On voit clairement, dès lors, qu'il ne saurait y avoir, pour Platon, de distinction – cette distinction si opérante dans la pensée contemporaine – entre question politique et question morale. Ainsi que l'ont montré les analyses de La République, le sort de ce que nous appelons, nous, "sujet" est inséparable de celui du citoyen : la Cité corrompu pervertit les meilleurs naturels – c'est ce que rend évident le Livre V – de même que les âmes décadentes – comme le prouve le Livre VIII – déterminent le déclin politiques.
Salut individuel et solution aux problèmes de la collectivité s'édifient conjointement. C'est pourquoi une présentation approfondie de la théorie platonicienne de l'homme exigerait qu'à propos de chaque problème on évoque à la fois aspect moral, aspect politique et aspect cosmique. (…)
À la vérité, la problématique platonicienne de la conduite suppose un donné, ce triple donné que nous venons d'évoquer. Ce à quoi la Raison va donc pouvoir s'employer, c'est, ayant reconnu l'ordonnance des Essences, à fixer la stratégie convenable, une stratégie qui assure finalement, autant qu'il est possible, son triomphe. Et nous, nous avons à comprendre ce qu'il en est de l'Âme, de la Cité, du cosmos et quelles stratégies, différentes et liées, correspondent à chacun de ces domaines.
François Châtelet, Platon, Idées-Nrf, 1967, p. 194-196 ; rééd. Folio, 1989.

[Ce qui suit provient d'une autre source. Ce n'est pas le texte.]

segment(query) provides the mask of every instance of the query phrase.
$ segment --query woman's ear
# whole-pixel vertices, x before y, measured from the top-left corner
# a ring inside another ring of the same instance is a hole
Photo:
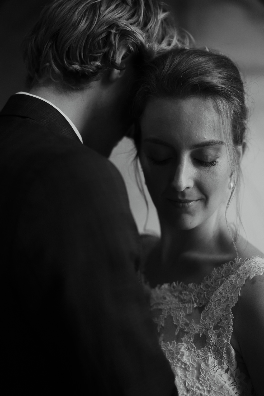
[[[109,81],[111,82],[114,82],[122,77],[125,71],[125,61],[129,57],[127,57],[125,58],[125,61],[124,61],[122,58],[127,52],[127,49],[126,47],[122,48],[119,50],[117,53],[116,63],[118,65],[120,65],[122,70],[119,70],[114,68],[111,69],[109,75]]]

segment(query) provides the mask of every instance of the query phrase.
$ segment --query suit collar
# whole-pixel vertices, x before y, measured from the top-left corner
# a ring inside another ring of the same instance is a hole
[[[80,140],[66,119],[55,107],[41,99],[20,93],[9,99],[0,115],[18,116],[33,120],[59,134]]]

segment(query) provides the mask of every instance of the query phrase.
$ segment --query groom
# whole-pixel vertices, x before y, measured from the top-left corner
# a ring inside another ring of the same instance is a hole
[[[176,38],[159,2],[57,0],[24,42],[28,93],[0,113],[5,394],[177,394],[107,159],[141,52]]]

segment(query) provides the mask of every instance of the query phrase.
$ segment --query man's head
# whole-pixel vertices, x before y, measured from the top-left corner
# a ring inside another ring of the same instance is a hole
[[[121,69],[122,49],[123,59],[179,41],[160,0],[55,0],[24,42],[28,85],[80,89],[106,69]]]

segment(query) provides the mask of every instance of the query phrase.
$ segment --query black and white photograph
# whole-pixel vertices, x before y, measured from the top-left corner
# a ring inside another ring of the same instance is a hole
[[[1,394],[263,396],[264,0],[0,22]]]

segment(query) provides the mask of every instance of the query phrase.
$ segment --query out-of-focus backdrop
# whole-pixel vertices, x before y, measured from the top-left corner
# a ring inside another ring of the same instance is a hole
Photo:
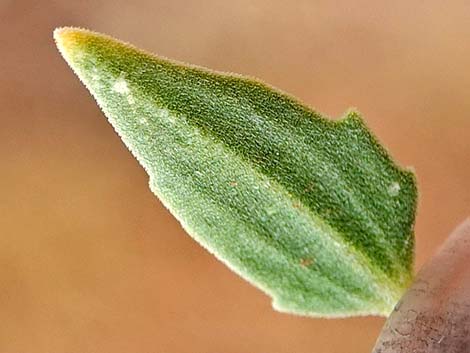
[[[64,25],[357,107],[418,175],[418,269],[470,211],[470,2],[0,0],[0,353],[369,352],[382,318],[277,313],[184,233]]]

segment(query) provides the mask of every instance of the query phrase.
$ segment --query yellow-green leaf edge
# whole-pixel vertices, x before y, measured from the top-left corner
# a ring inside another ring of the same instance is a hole
[[[412,278],[416,181],[357,112],[329,120],[259,80],[84,29],[54,37],[151,190],[275,309],[390,313]]]

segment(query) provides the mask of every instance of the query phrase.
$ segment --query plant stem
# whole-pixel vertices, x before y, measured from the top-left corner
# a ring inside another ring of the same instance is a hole
[[[470,218],[418,273],[373,353],[470,352]]]

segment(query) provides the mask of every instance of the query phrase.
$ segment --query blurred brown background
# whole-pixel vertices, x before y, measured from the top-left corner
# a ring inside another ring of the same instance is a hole
[[[470,2],[0,0],[0,353],[369,352],[382,318],[279,314],[188,237],[57,26],[357,107],[421,192],[416,268],[470,210]]]

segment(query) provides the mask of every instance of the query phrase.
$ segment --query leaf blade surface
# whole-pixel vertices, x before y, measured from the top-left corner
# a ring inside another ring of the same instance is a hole
[[[60,29],[64,58],[187,232],[313,316],[388,314],[411,279],[416,184],[356,112]]]

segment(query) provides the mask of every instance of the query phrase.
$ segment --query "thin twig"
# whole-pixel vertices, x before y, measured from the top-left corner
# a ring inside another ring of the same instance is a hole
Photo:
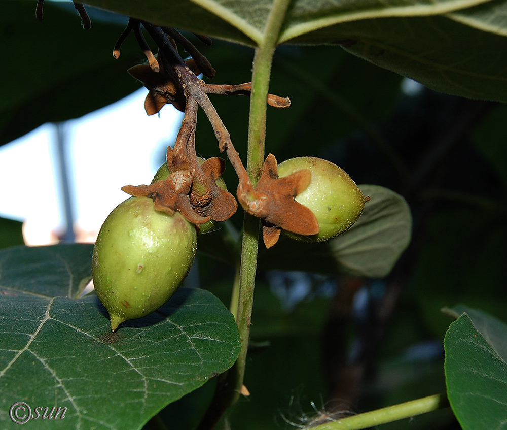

l'Âme des humains est triple
Nous devons supposer l'âme immortelle : le Phèdre et le Phédon ont établi que l'hypothèse selon laquelle le principe de vie ne meurt pas est la seule qui soit finalement acceptable. Elle confirme un enseignement très ancien et se trouve être dialectiquement la plus sérieuse. La possibilité même de la connaissance présuppose cette survie à travers tous les temps.
Nous n'avons sans doute pas suffisamment insisté sur ce point : ainsi que le prouve le texte célèbre du Ménon dans lequel Socrate permet à un adolescent inculte de développer un raisonnement correct concernant un problème mathématique difficile, il faut bien que celui-là qui cherche ait une sorte de prescience de ce qu'il avait à chercher et à trouver. Connaître n'est jamais que re-connaître.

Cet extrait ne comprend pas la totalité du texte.